In September 2018, ESA executives engaged with two separate “publicly traded hotel franchising companies,” only one of which expressed serious interested in acquiring the brand and management business. That company, dubbed “Party B” in SEC filings, offered various proposals — all of which hinged on maintaining management of ESA's portfolio of extended-stay hotels, but with various different purchase prices and levels of performance guarantees — topping out at a $500 million proposal that included a $630 million annual guarantee for systemwide earnings.
ESA’s board ultimately decided to walk away from those negotiations in May 2019, noting the offers undervalued their brand and management business.
Starwood re-entered the picture in April 2020, after disclosing an 8.5% ownership stake in ESA. Starwood executives noted they believed shares were significantly undervalued at $6.43 a share but were at that point uninterested in pursuing an acquisition of the company.

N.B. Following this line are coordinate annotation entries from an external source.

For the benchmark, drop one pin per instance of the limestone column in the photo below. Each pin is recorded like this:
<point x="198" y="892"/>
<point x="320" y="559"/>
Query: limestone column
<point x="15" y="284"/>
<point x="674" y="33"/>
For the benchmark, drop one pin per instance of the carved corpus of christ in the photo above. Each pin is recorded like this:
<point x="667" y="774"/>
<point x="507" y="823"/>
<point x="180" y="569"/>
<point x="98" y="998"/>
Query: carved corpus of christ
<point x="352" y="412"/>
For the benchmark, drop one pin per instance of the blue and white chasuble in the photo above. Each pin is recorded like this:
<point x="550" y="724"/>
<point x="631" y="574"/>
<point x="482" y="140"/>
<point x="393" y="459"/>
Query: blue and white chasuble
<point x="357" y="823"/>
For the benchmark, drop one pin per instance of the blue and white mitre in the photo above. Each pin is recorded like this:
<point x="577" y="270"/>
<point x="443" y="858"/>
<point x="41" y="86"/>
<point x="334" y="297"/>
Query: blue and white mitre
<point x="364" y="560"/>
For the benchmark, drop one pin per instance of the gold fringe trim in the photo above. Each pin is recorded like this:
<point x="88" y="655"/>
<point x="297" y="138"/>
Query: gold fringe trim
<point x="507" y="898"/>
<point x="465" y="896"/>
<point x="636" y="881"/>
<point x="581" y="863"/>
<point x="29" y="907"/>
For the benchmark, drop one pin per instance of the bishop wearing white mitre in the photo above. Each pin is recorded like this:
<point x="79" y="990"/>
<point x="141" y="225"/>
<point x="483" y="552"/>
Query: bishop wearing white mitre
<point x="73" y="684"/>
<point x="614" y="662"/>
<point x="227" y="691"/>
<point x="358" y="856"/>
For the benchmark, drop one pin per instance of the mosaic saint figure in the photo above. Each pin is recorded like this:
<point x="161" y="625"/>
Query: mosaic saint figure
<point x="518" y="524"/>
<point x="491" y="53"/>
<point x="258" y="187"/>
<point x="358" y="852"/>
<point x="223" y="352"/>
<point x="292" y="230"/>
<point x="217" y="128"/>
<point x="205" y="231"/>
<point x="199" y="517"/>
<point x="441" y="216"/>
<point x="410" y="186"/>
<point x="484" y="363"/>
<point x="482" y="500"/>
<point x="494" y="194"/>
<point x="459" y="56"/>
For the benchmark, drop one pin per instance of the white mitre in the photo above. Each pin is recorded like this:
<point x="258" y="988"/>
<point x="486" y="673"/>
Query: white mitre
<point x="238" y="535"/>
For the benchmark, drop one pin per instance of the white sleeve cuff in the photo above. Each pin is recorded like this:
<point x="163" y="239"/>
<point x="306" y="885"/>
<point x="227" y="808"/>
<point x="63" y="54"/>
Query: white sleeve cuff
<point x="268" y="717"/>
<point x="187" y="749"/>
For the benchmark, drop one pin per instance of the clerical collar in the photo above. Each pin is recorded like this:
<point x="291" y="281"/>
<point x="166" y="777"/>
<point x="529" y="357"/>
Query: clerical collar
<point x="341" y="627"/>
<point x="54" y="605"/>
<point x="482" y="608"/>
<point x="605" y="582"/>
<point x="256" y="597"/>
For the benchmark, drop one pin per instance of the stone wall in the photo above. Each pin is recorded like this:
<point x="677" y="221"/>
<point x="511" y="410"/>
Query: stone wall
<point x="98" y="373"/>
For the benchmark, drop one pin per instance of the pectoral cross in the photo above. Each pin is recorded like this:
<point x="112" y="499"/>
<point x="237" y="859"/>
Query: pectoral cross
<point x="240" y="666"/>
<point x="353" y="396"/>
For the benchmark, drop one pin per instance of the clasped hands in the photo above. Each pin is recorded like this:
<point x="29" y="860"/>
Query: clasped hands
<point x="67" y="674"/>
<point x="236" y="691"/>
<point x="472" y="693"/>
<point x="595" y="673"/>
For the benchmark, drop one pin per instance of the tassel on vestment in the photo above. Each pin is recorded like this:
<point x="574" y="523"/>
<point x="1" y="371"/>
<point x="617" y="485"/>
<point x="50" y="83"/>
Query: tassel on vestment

Starwood increased its ownership share to 9.4% by August.
In January, negotiations resumed in earnest when Blackstone’s Tyler Henritze reached out to ESA Chairman Douglas Geoga about an acquisition valued at more than $17 per paired share.
Investor Unrest
In the days and weeks following ESA’s announcement of a deal with Blackstone and Starwood, various investor groups have noted their dissatisfaction with the deal, contending it undervalues the company. As of press time, ESA’s stock is trading at $19.80 a share, 1.5% higher than Blackstone and Starwood’s current offer.
But investors' desires for change extend beyond the deal. The proxy statement indicates that Tarsadia Capital, which owns roughly 3.9% of ESA and has been a vocal opponent to the deal, was approaching ESA’s executive team about alternative structures for the company in August 2020.
The proxy statement indicates Tarsadia proposed ESA simplify its structure by allowing the management team to take the brand and management business private while spinning off the REIT, to be led by the same group of executives. ESA executives rejected this proposal, saying it gave “rise to significant conflicts of interest for the Paired Entities’ management, in addition to requiring substantial third-party capital to fund any such transaction.”
In February, Tarsadia indicated plans to nominate three board members, but board elections were delayed to allow the company to instead focus on the potential transaction.
Other ESA investor groups that have publicly opposed the Blackstone-Starwood acquisition include SouthernSun Asset Management, Cooke & Bieler, River Road Asset Management and Hawk Ridge.